Reinventare. Un verbo molto usato nel mondo della moda. Capita spesso, però, che questo processo porti a un risultato negativo, quello che volgarmente si definisce un buco nell’acqua. Ma è proprio così necessario realizzare nuovamente qualcosa che è già stato concepito in passato e che quindi, per definizione, esiste già? Forse è semplicemente impossibile da evitare. Ed è da qui che si è mosso Weer, marchio svizzero a cui fa capo il direttore creativo Karin Lorez dal 2014, quando ha inaugurato la sua presenza nel sistema con la prima collezione.
Tutto è nato da una t-shirt bianca in cotone. Sì, proprio quella che tutti abbiamo o dovremmo avere nell’armadio. È la compagna di vita perfetta, colei che ti viene in soccorso quando ci si perde, nella confusione di colori, stampe e tessuti. Lorez dà a questo elemento un valore intrinseco che è la base del concetto su cui si fonda Weer: interpretare secondo la sua idea estetica i capi d’abbigliamento classici del guardaroba sia maschile che femminile. Così, il portfolio pensato dalla designer si determina di elementi come pantaloni dal taglio sartoriale, blazer, camice e, ovviamente, la candida maglietta. Si può leggere tra le righe una critica implicita al consumismo di massa di cui tanto si parla oggigiorno. Incoerenza? Forse: si tratta comunque di commercio, di competitors, del dio denaro. E allora dove risiede l’autenticità? Probabilmente nella ricerca dei materiali, rintracciati in Giappone, Francia e Italia, e nella produzione, che non sfrutta le economie di scala, ma avviene in Europa, casa del brand.
Chissà se Weer riuscirà a imporsi in questo mondo della moda, in questo modo di fare abbigliamento. Il consumismo non può essere sconfitto. È presente da quando esiste la vulnerabilità umana che trova un conforto temporaneo nella materialità.

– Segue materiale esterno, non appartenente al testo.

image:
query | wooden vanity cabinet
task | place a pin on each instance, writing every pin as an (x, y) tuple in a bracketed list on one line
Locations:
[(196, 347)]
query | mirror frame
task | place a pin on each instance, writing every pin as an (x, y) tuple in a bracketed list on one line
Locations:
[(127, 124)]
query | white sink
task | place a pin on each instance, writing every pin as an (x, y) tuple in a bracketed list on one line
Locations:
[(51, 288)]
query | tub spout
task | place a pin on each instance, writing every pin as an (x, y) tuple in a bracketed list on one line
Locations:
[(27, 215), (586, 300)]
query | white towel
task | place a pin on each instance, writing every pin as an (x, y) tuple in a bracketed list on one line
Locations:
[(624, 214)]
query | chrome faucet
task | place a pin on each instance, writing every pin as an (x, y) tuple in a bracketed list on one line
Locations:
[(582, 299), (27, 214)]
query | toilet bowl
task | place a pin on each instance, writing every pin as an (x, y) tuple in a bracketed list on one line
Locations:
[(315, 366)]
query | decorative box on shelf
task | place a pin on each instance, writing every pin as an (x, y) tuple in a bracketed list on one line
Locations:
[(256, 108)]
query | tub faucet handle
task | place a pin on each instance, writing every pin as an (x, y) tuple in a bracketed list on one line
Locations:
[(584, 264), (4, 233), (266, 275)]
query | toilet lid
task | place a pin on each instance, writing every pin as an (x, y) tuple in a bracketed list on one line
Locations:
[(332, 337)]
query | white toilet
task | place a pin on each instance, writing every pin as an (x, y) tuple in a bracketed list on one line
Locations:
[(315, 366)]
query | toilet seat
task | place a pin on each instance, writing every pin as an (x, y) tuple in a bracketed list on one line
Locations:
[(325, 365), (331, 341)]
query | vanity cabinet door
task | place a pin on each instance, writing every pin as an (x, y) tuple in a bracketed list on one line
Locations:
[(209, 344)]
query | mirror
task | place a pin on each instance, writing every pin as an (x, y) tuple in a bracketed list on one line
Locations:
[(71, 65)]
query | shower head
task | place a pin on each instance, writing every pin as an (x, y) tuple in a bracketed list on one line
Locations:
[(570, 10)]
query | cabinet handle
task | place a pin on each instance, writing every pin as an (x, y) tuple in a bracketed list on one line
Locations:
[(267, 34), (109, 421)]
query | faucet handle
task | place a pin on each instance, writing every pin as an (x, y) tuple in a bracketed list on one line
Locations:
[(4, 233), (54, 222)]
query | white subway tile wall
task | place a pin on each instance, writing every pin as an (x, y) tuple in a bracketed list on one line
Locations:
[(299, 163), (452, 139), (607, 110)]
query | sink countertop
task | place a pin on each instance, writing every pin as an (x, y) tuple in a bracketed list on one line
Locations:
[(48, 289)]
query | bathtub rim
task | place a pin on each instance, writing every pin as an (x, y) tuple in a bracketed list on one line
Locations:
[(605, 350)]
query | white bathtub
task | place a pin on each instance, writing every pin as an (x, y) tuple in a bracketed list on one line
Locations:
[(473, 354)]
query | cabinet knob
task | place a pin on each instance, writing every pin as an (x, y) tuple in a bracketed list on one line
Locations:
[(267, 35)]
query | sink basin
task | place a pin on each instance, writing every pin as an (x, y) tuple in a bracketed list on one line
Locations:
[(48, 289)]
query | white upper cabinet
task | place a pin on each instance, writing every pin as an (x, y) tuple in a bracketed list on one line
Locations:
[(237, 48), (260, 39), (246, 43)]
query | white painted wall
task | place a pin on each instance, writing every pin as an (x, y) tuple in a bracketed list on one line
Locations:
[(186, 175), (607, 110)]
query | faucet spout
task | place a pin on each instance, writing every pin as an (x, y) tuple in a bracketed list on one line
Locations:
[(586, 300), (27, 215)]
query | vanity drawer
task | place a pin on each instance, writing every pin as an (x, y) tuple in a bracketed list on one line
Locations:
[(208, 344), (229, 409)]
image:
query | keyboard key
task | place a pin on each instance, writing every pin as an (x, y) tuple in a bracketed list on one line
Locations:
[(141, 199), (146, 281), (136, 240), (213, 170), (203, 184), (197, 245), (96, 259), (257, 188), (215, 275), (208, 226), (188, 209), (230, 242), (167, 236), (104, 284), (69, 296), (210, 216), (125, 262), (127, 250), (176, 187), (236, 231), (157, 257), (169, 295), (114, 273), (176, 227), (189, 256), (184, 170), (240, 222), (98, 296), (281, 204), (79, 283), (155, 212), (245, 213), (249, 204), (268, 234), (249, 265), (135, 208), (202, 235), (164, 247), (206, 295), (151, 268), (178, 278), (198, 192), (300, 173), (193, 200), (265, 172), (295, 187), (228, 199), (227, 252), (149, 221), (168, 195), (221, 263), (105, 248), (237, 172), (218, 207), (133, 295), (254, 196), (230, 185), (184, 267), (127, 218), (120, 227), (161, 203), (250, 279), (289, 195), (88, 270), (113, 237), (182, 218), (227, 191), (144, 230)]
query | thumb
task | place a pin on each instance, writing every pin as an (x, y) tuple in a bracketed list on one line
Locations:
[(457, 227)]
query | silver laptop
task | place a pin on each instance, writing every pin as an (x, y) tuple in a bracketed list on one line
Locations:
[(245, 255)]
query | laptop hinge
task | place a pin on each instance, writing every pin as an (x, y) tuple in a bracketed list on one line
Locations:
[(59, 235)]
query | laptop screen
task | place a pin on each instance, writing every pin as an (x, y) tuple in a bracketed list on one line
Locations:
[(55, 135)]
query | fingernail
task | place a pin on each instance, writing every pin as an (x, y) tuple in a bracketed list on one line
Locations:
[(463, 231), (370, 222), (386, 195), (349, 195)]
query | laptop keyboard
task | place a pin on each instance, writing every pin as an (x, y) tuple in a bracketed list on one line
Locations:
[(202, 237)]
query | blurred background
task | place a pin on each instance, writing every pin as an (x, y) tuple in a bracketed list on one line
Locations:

Quello che si sta perdendo è la consapevolezza di ciò che vale la pena comprare, investire su qualcosa, un abito, che è realizzato da mani informate su ciò che fanno, che non guardano i trend, ma si focalizzano su se stesse, su ciò che vogliono. , forse, imparando a capire cosa (e chi) vale la pena acquistare, e cosa (o chi), invece, no.